Stelios attributes this to the intransigence of the major film distributors which appalled at

Posted by admin on Oct 06, 2010 | Leave a Comment

Stelios attributes this to the intransigence of the major film distributors, which, appalled at the idea of punters seeing first-run pictures for as little as 20p, are refusing to do business with him. I have another explanation.
Eating rubbish, overpriced food in the dark is a time-honoured element of the cinema-going experience. There’s a cinema in Milton Keynes where you are positively encouraged to bring your own nibbles. No popcorn deliquesces under Perspex, no frankfurters perform a lardy log-roll over the grill, and no jelly snakes are sucked and then put back in the pick’n'mix. It is owned by Stelios Haji-Ioannou – the entrepreneur with a thing about the colour orange – and it operates on the economic model that is now synonymous with his name: ticket prices vary with demand, and there’s no such thing as a free lunch. I was so deeply involved in that story and those characters that I dreamed I saw him walking into my bedroom saying, ‘farewell, my job is done’.” A wistful smile passes over his face.

“I told him the story not so long ago, and he said to me: ‘We are all controlled by our destinies.’” Or by our pasts, perhaps.’Together with You’ is released today. “I was having dinner with some friends when I heard of his death,” recalls Chen “But I wasn’t shocked. I knew that he was looking for something that doesn’t exist in this world He was too sensitive He wanted everything to be perfect. His body was completely destroyed in the fall, but the face was still good.
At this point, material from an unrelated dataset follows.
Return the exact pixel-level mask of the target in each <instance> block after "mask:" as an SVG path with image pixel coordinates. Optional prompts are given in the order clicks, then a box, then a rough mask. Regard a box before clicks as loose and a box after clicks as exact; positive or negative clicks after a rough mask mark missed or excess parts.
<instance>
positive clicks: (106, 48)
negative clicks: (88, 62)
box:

He deserves to act in heaven.”A memory of Cheung occurs to Chen: “I remember a dream that I had after I’d wrapped the production of Farewell My Concubine. Mutual friends told him Cheung was lying low after a professional disappointment “He wanted to direct a movie, and failed.

That was a serious blow.”On April Fool’s Day 2003, Cheung arranged to have tea with his friend and former agent, Chan Suk-fan, at the Mandarin Oriental hotel in Hong Kong When the actor failed to show, she rang him on his mobile. He picked up the call on the terrace of the hotel’s 24th-floor gym, told her that he’d meet her outside, and kept his word by throwing himself over the railings. Earlier this year, Chen recalls, he was in Hong Kong to see Leslie Cheung, the lucent star of Farewell My Concubine, and was puzzled to find that his calls were not being returned. What can I do?” Heather Graham, he confesses, was the producer’s choice.”The lesson I’ve learned from this experience,” he says, “is that you must make sure that the story is yours and that you can see the film as if it was your own child who grew up in front of you.” It seems he agrees it was a bastard of a picture.Darker forces than Hollywood producers have denied him the cast he wanted for his next picture – a martial arts epic he hopes will achieve the same success as Crouching Tiger Hidden Dragon. I didn’t really have a big control over how the film was made I had a very short time to finish everything Some of the actors were pre-cast before I got involved.